Not, in fact, since Rhee.
Not that he'd ever had a choice in the matter. Now, then or ever. Like all those of his line, he had never been able to escape the bonds of his heritage. He was what he was. The High Prime knew it, and she took full advantage. As all the High Primes before her had.
His resignation had been summarily rejected by direct decree from the High Prime, and his assignment as a Prison Guard was only considered a temporary, if indefinite, term of service. He'd been ordered out on several high-priority Tracks during those ten years – again by mandate of the High Prime – as his partial payment to her for even being permitted to serve in the same prison holding the one who had butchered his own family.
He'd traded his soul for the chance to be in the right place. Just in case. It had been what he'd wanted. So why, then, did he have the nagging impression that he'd been manipulated?

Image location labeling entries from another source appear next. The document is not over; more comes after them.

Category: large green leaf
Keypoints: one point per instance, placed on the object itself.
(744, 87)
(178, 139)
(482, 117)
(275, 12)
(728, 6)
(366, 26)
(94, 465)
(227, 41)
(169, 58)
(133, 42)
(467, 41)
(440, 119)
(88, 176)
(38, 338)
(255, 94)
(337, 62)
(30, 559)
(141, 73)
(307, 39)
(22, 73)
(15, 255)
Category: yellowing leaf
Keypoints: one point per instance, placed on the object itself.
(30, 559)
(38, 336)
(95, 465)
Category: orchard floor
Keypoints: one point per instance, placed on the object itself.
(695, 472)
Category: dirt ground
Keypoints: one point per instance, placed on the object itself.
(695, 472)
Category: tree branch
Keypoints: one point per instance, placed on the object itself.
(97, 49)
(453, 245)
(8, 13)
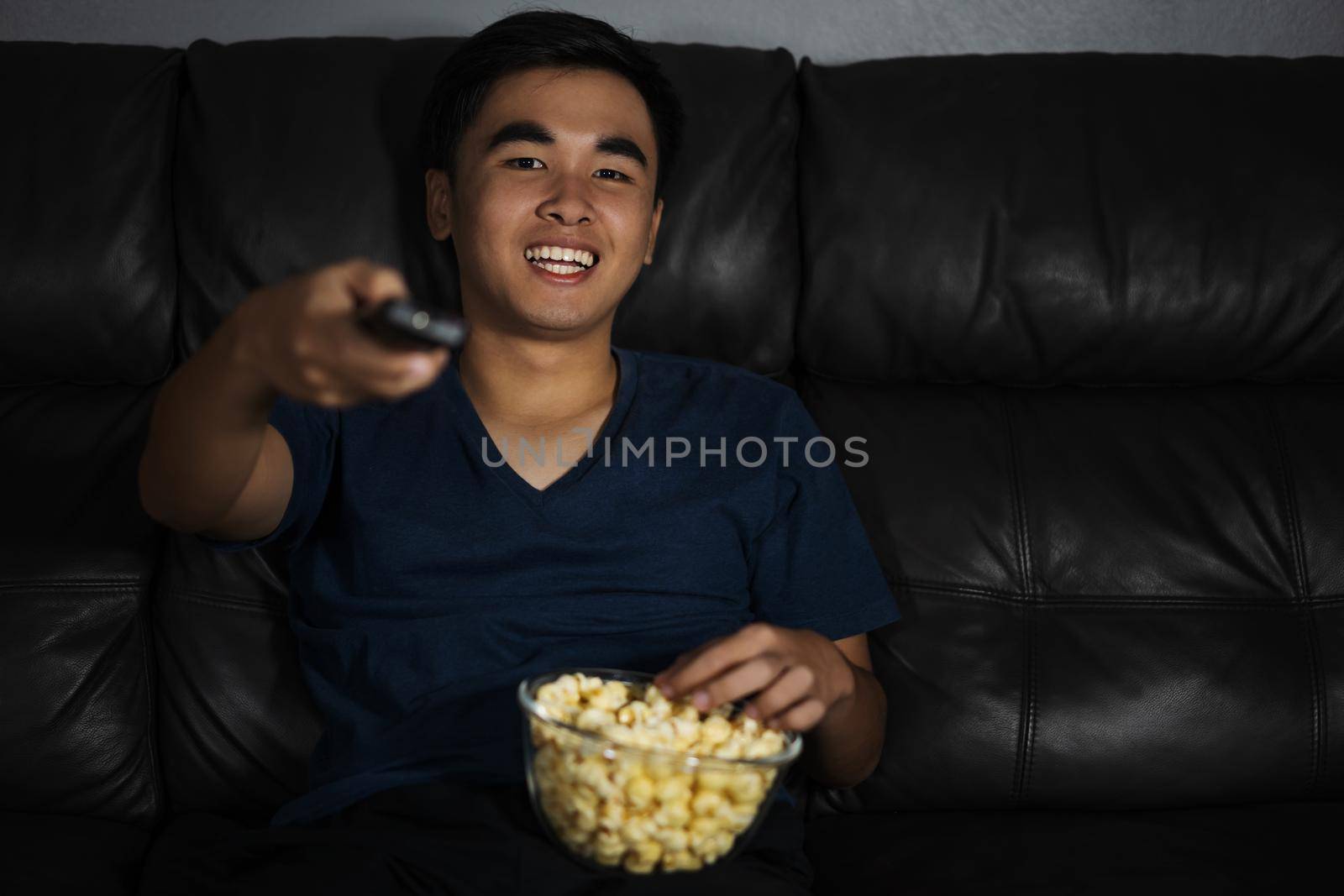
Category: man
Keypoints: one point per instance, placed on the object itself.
(434, 564)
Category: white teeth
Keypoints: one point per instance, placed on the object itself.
(558, 253)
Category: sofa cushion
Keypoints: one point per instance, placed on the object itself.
(1242, 849)
(87, 275)
(1112, 598)
(77, 560)
(1088, 217)
(69, 855)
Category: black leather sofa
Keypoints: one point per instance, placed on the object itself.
(1088, 311)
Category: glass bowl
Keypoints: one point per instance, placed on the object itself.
(642, 809)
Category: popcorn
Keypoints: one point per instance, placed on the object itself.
(645, 813)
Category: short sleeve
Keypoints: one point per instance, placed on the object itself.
(813, 567)
(311, 432)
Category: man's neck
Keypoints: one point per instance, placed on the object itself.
(538, 385)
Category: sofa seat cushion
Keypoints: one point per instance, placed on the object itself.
(69, 855)
(1230, 849)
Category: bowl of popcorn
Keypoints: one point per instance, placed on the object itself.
(624, 778)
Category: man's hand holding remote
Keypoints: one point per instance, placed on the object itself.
(213, 463)
(302, 338)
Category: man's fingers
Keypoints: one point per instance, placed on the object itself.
(373, 282)
(790, 688)
(739, 681)
(800, 716)
(734, 649)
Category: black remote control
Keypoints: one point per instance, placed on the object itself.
(403, 324)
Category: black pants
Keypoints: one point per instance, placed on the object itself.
(443, 839)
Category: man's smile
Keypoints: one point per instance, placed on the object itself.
(566, 264)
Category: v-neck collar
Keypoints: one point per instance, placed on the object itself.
(481, 443)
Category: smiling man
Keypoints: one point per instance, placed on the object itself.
(434, 564)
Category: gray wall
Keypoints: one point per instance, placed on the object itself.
(826, 29)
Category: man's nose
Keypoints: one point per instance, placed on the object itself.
(570, 203)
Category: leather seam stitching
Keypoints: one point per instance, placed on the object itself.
(1301, 591)
(1026, 715)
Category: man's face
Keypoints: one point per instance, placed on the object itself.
(554, 156)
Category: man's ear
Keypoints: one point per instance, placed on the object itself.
(438, 203)
(654, 231)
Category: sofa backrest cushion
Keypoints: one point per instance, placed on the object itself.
(1073, 217)
(1115, 594)
(87, 271)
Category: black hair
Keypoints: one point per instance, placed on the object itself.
(533, 39)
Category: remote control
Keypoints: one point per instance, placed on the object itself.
(403, 324)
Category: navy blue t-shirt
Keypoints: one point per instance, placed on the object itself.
(428, 578)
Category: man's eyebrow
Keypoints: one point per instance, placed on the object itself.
(535, 132)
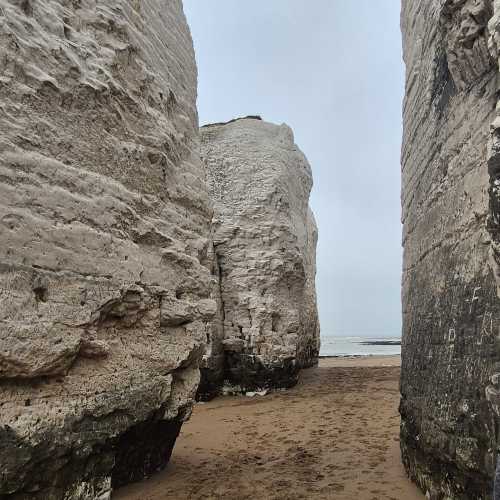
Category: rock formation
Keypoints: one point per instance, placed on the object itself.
(105, 254)
(265, 244)
(451, 220)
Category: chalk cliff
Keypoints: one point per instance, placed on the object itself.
(265, 246)
(105, 261)
(451, 217)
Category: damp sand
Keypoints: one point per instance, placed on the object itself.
(334, 436)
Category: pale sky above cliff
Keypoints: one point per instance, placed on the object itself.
(332, 70)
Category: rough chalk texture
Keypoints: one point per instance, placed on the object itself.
(450, 216)
(105, 259)
(265, 245)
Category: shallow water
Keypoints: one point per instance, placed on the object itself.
(351, 346)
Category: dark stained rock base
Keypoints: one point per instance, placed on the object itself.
(144, 450)
(248, 373)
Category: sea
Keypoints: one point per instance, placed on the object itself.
(332, 345)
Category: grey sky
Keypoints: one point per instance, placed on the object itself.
(332, 70)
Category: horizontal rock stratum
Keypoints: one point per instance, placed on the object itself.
(265, 246)
(105, 253)
(451, 215)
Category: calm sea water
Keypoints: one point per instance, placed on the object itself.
(351, 346)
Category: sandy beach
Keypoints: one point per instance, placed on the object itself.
(333, 436)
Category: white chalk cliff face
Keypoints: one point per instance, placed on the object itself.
(105, 276)
(265, 245)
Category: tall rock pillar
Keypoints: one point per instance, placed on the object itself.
(105, 276)
(450, 277)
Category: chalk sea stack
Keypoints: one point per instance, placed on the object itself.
(265, 245)
(105, 252)
(451, 217)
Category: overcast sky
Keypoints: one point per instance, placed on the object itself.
(332, 70)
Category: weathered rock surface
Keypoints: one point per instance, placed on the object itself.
(451, 220)
(105, 259)
(265, 245)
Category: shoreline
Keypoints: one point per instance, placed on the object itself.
(334, 435)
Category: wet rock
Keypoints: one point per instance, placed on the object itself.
(104, 215)
(265, 243)
(450, 277)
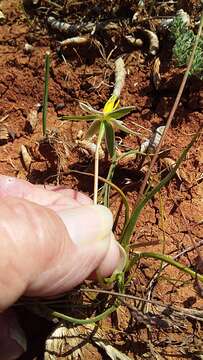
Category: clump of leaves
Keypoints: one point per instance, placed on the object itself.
(184, 41)
(104, 122)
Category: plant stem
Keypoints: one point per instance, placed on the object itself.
(46, 91)
(171, 261)
(173, 110)
(150, 194)
(83, 321)
(96, 161)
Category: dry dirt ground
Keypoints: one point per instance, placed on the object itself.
(174, 217)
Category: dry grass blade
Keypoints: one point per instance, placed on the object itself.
(76, 343)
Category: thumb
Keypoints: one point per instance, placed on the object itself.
(45, 254)
(90, 246)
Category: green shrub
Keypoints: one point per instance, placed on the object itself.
(184, 41)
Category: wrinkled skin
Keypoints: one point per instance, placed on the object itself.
(51, 240)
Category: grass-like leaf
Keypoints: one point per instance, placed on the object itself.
(150, 194)
(46, 91)
(79, 117)
(110, 138)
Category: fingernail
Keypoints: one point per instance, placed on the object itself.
(86, 224)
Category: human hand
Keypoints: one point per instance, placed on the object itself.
(51, 240)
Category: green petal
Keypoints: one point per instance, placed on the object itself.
(111, 104)
(88, 108)
(120, 126)
(119, 113)
(110, 138)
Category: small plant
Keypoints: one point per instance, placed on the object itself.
(184, 41)
(107, 121)
(46, 92)
(104, 124)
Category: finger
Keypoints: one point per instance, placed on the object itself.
(54, 197)
(40, 257)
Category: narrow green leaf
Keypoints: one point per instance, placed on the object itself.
(119, 113)
(110, 138)
(46, 90)
(120, 126)
(93, 129)
(79, 117)
(150, 194)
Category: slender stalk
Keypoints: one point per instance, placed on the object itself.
(173, 110)
(96, 161)
(115, 187)
(83, 321)
(171, 261)
(150, 194)
(46, 91)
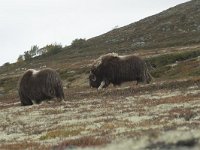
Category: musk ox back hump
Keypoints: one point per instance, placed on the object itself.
(40, 85)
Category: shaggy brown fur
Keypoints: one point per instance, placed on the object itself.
(111, 68)
(39, 86)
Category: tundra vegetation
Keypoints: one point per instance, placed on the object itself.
(161, 115)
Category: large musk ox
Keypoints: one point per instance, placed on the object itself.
(115, 69)
(40, 85)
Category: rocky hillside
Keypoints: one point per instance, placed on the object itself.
(179, 25)
(176, 30)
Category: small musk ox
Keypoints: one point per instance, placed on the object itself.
(40, 85)
(115, 69)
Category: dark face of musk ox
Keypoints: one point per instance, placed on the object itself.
(94, 80)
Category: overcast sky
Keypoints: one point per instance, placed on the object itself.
(24, 23)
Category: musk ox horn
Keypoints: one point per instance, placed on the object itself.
(40, 85)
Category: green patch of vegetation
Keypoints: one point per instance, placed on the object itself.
(61, 133)
(195, 73)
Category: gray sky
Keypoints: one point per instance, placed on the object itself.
(24, 23)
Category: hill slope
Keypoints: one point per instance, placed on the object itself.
(174, 30)
(176, 26)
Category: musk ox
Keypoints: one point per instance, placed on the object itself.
(40, 85)
(115, 69)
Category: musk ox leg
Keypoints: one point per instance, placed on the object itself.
(25, 101)
(60, 93)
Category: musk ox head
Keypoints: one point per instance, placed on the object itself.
(40, 85)
(115, 69)
(97, 70)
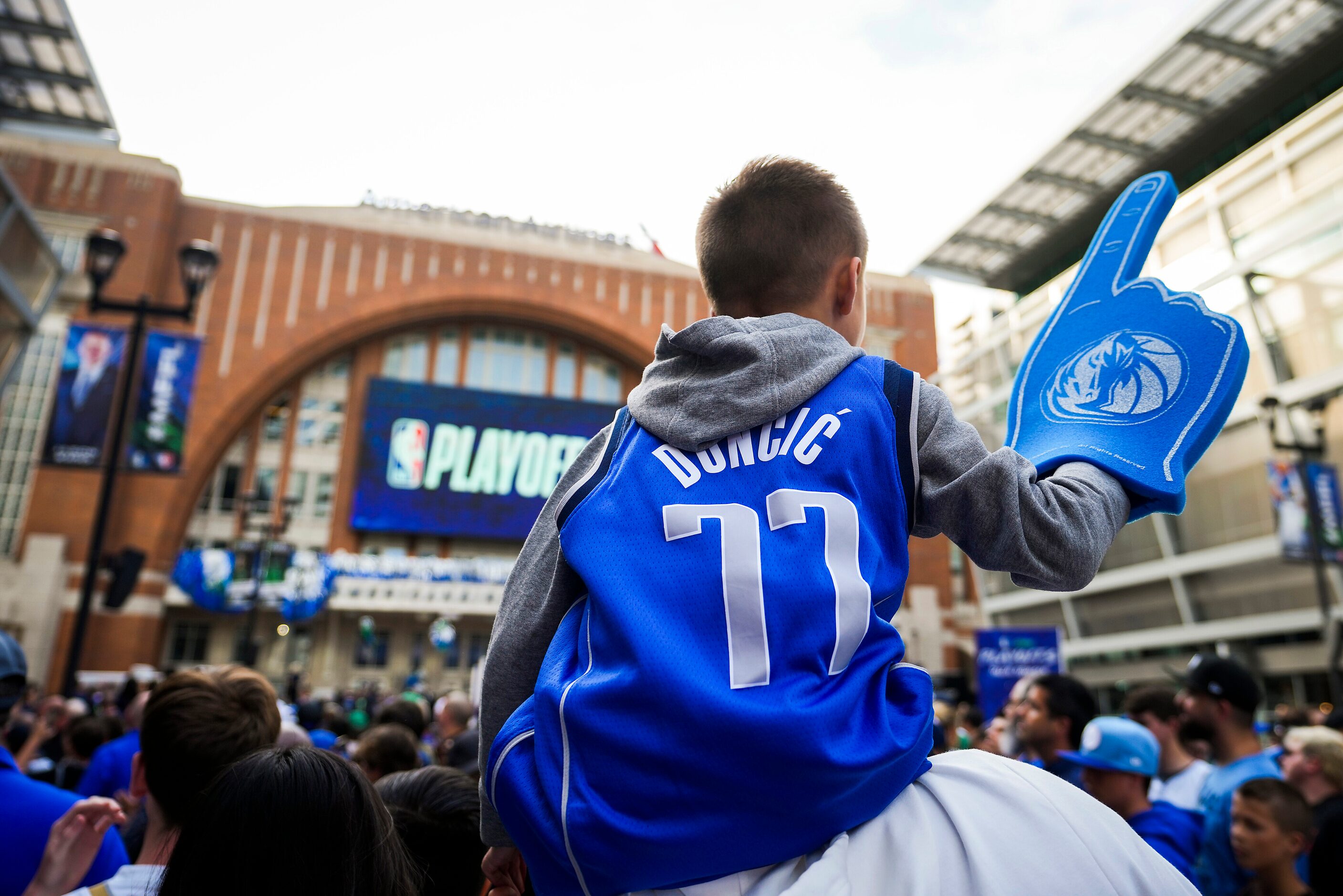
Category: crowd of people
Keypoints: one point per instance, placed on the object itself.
(1236, 809)
(120, 792)
(211, 783)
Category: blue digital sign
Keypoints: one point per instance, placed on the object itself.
(462, 462)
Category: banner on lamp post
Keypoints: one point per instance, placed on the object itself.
(86, 390)
(1005, 656)
(1291, 510)
(163, 404)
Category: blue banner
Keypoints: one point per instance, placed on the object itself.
(464, 462)
(1005, 656)
(85, 393)
(167, 379)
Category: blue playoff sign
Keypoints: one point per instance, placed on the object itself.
(1292, 510)
(464, 462)
(159, 429)
(1005, 656)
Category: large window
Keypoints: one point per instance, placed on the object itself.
(406, 358)
(601, 381)
(373, 653)
(449, 358)
(566, 371)
(188, 643)
(507, 360)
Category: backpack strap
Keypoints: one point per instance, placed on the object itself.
(902, 389)
(594, 476)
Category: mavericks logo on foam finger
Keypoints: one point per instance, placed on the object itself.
(1129, 376)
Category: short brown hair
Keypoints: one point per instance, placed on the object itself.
(769, 240)
(1154, 699)
(387, 749)
(197, 725)
(1322, 745)
(1288, 808)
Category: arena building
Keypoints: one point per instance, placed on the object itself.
(1247, 112)
(315, 317)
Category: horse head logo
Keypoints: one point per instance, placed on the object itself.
(1124, 378)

He flexed and stretched his arms and shoulders with a joint-popping grunt, letting some of the tensions begin to sluice down the drain along with the shampoo and soap lather, as the pounding pulse of the water worked what magic it could soothing his muscles and heating his chilled blood and marrow. The deep-seated ache of cellular memory in his abdomen, however, still yammered at him of the massive, recently healed body damage that had nearly ended his life.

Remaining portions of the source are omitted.